In 2005, the New York Public Service Commission (PSC) issued an order that led to the elimination of fixed utility rates for residential customers of Central Hudson Gas & Electric. The rationale of the PSC to eliminate the popular natural gas fixed rate option, requested by more than 9,000 customers, was to foster the provision of commodity service by alternative energy services companies, who had asked the PSC to abolish the fixed rate.
In its 2004 “end state” vision statement for utility restructuring, the PSC said it wants all customers eventually to buy electric energy or natural gas from new middleman utilities, which the PSC calls “Energy Services Companies” or “ESCOs”. These utilities do not have wires or pipes. They have been allowed to sell electricity and natural gas at prices, terms and conditions of service which, although not completely deregulated, have not been publicly filed, reviewed, and approved by the PSC for reasonableness.

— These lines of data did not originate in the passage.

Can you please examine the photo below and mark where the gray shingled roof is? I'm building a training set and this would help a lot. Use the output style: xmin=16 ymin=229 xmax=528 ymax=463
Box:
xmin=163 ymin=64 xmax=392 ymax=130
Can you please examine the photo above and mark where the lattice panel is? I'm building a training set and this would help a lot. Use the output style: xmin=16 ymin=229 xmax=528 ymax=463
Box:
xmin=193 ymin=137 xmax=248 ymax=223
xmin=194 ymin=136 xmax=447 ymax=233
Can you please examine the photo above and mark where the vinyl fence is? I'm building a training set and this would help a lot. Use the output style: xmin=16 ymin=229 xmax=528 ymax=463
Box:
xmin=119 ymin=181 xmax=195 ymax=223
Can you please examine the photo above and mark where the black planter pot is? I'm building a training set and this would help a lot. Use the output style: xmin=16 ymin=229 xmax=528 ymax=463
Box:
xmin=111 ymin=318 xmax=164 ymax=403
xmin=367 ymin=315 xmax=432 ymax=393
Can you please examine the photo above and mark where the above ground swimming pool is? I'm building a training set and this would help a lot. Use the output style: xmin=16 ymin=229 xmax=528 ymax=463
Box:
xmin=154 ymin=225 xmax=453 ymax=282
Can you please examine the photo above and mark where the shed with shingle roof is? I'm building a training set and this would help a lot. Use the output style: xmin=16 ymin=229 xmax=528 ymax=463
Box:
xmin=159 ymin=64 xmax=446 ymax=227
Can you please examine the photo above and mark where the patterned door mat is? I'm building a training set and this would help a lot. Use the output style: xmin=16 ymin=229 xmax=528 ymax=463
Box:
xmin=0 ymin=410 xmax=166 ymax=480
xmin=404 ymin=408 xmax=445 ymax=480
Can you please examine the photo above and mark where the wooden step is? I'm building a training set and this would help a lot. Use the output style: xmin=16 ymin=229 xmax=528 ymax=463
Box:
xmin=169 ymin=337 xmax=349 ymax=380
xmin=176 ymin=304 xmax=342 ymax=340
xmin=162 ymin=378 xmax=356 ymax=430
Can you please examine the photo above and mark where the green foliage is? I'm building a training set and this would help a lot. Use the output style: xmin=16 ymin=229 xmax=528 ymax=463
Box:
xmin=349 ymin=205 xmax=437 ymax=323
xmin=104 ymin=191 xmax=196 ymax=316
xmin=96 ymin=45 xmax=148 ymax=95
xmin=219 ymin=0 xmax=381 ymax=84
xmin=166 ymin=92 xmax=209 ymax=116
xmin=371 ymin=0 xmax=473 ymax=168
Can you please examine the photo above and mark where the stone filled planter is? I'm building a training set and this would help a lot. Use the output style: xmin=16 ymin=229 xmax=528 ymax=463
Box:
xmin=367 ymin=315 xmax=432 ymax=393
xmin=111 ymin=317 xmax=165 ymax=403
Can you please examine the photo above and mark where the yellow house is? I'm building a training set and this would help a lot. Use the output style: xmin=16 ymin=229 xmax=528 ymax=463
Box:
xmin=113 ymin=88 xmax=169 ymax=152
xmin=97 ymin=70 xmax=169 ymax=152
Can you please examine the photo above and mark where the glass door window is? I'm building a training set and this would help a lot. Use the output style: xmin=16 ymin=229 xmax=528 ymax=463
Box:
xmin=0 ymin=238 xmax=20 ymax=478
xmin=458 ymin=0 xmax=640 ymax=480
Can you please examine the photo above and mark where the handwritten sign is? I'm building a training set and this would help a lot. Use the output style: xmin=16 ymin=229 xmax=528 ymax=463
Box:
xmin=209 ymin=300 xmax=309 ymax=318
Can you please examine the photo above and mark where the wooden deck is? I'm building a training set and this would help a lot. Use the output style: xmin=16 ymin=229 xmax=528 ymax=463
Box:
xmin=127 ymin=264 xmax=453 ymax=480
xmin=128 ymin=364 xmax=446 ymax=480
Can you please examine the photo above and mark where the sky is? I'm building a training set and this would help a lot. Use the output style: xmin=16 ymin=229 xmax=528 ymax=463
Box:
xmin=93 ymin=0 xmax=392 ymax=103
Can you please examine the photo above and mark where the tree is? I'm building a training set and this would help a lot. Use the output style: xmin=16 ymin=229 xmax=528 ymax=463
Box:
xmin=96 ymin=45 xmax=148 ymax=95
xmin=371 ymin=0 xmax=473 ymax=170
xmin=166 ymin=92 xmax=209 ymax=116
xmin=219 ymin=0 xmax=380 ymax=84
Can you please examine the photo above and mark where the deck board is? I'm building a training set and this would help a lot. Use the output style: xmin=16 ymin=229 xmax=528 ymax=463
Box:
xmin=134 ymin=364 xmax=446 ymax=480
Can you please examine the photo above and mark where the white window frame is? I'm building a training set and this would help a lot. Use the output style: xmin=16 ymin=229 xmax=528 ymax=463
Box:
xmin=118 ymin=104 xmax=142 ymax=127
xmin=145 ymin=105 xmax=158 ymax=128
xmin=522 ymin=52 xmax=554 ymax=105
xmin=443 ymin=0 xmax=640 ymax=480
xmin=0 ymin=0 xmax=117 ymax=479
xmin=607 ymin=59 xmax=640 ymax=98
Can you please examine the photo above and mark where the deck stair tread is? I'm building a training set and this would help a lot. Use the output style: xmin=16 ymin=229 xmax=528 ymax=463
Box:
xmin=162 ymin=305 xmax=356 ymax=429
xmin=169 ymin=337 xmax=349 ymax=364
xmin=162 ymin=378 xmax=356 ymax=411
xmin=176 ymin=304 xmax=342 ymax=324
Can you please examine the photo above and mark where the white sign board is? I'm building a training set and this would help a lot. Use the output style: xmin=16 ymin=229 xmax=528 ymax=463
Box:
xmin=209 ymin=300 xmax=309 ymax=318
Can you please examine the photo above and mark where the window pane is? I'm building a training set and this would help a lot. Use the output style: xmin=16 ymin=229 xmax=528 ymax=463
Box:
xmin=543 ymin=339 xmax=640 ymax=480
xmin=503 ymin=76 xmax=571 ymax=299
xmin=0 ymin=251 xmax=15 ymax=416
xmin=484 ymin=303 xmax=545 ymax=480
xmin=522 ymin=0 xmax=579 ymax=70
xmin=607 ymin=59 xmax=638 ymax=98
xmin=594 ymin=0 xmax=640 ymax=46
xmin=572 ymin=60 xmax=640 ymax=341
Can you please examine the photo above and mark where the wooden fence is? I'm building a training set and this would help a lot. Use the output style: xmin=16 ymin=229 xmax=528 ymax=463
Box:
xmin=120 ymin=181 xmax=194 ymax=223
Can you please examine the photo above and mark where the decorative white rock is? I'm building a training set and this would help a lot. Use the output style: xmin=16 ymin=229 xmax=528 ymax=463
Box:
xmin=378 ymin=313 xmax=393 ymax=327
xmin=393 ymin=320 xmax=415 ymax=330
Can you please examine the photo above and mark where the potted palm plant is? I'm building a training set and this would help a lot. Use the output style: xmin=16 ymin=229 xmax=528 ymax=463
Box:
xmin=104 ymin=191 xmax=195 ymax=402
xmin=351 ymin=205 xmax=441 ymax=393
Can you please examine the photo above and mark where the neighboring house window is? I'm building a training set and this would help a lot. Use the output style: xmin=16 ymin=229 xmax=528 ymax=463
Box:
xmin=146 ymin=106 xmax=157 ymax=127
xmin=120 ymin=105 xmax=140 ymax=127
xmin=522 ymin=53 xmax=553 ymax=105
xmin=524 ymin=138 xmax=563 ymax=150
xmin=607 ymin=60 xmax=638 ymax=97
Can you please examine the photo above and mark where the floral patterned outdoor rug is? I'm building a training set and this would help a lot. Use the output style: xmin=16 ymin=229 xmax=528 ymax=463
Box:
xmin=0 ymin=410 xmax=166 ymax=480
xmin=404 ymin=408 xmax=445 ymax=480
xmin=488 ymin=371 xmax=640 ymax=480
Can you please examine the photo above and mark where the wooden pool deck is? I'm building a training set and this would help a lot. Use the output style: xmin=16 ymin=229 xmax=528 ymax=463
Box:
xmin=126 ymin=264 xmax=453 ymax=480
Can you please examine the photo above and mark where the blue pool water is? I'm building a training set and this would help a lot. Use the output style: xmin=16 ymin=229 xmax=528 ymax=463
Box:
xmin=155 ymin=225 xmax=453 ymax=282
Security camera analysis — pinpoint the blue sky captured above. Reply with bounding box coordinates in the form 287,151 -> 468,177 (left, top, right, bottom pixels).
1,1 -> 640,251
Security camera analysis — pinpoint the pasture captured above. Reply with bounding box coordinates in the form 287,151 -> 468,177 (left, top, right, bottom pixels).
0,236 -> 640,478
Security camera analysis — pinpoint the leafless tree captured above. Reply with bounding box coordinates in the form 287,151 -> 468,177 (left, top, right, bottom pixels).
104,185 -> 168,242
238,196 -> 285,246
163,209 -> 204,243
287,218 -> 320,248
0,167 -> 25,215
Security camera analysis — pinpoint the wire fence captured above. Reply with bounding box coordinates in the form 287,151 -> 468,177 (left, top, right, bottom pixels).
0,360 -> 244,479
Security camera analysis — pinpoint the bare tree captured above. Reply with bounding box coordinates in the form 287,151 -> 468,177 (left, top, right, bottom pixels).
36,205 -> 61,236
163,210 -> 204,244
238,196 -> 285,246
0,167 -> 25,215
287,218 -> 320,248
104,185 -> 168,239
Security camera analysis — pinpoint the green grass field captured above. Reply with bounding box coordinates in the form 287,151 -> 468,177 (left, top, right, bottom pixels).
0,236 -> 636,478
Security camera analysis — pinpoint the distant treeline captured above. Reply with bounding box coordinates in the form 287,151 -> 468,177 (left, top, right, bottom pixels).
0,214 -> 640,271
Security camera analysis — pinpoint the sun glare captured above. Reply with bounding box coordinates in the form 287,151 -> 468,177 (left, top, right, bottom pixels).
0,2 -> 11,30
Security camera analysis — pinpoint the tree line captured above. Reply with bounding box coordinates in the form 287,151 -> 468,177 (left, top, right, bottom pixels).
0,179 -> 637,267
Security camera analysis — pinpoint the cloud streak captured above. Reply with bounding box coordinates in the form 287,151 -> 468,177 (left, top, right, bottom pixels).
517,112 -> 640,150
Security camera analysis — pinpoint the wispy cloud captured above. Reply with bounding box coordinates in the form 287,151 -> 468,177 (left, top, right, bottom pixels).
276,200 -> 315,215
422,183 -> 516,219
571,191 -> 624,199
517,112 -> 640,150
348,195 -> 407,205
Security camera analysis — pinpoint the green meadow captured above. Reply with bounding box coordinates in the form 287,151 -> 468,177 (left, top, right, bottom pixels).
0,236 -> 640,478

Due to failure of customers to find discernible value in ESCO service, few have “migrated’ to ESCO service despite minor tax breaks, promotional payments, and major PSC and utility advertising campaigns. For example, the PSC encourages the old utilities to develop costly marketing programs to promote ESCO services, costing many millions of dollars over the past decade. There is no evidence, however, that residential customers benefit over time from purchasing electricity and natural gas in this way. Indeed, they may pay more. The ESCOs are resisting a proposal to make their prices publicly available for effective comparison.
Since its 1997 order establishing an elternative regulatory regime for ESCO utilities, the PSC has assumed that ESCOs would meet customer demand for stable, predictably priced service at reasonable terms, and that more customers would migrate to ESCOs if the PSC eliminated stable, predictably priced service from traditional utilities like Central Hudson. But when the Central Hudson fixed rates ended, natural gas customers were exposed to monthly fluctuations in rates, including the post Hurricane Katrina price spikes in late 2005 and early 2006.
In the next Central Hudson rate case, concluded in July 2006, the Consumer Protection Board (CPB) and PULP urged Central Hudson and the PSC to reestablish fixed rates for residential customers. When Central Hudson, PSC staff, and other parties reached a tentative settlement agreement that did not contain fixed rates, CPB and PULP opposed the settlement proposal when it was being considered by the PSC. Despite the opposition from parties representing residential customers, the PSC denied their request for fixed rates in its order approving the proposed settlement and establishing a new rate plan for 2007.
The PSC order asserts that
Budget or levelized payment plans . . . provide a tool by which customers can achieve certainty with respect to their monthly bills. Moreover, the record shows there is a competitive market in Central Hudson’s territory, which includes provision of fixed-price offers from competitive suppliers.
CPB filed a petition for rehearing, arguing that the Commission had made errors of fact. CPB said the record in the case, based upon the sworn testimony and documentary exhibits, did not support any Commission finding that ESCOs provide a fixed rate service comparable to the Central Hudson fixed rates, or that the budget billing option is an effective substitute for stable rates.
PULP’s brief contains excerpts from all of the so called “fixed price” contracts that were in the record before the Commission. In each contract there is “fine print” that allows the seller to avoid providing service at the fixed rate. Typically, this is achieved by language giving the utility the right unilaterally to change the price or to terminate the contract. Terms and conditions of ESCO service are in their form contracts, in contrast to normal utility service, which must be provided in accordance with published rules filed with and approved by the PSC. As a result, the “fixed rate” in all of the contracts in the record did not actually require the rate to be fixed. Indeed, some of the contracts impose penalties on customers who attempt to terminate the contract, while allowing the ESCO utility to freely change the terms or terminate.
Also, regarding the Commission’s finding that budget billing plans enable customers to “achieve certainty with respect to their monthly bills,” PULP cited the budget billing law, the PSC budget billing regulation, and the Central Hudson budget billing tariffs approved by the PSC. The law, the regulation, and the tariff all show that budget billing is intended to levelize customer variation in consumption from season to season. But when rates change every month, as the PSC prefers, budget billing does not provide either rate or bill stability. This is because budget billing amounts may be recalculated when underlying rates are changed. Indeed, customers with budget billing may see larger month to month bill increases than customers not on budget billing plans when rates rise.
Thus, PULP and CPB argue, the Commission order was based on errors of fact and should be revised to require Central Hudson to restore a fixed rate plan.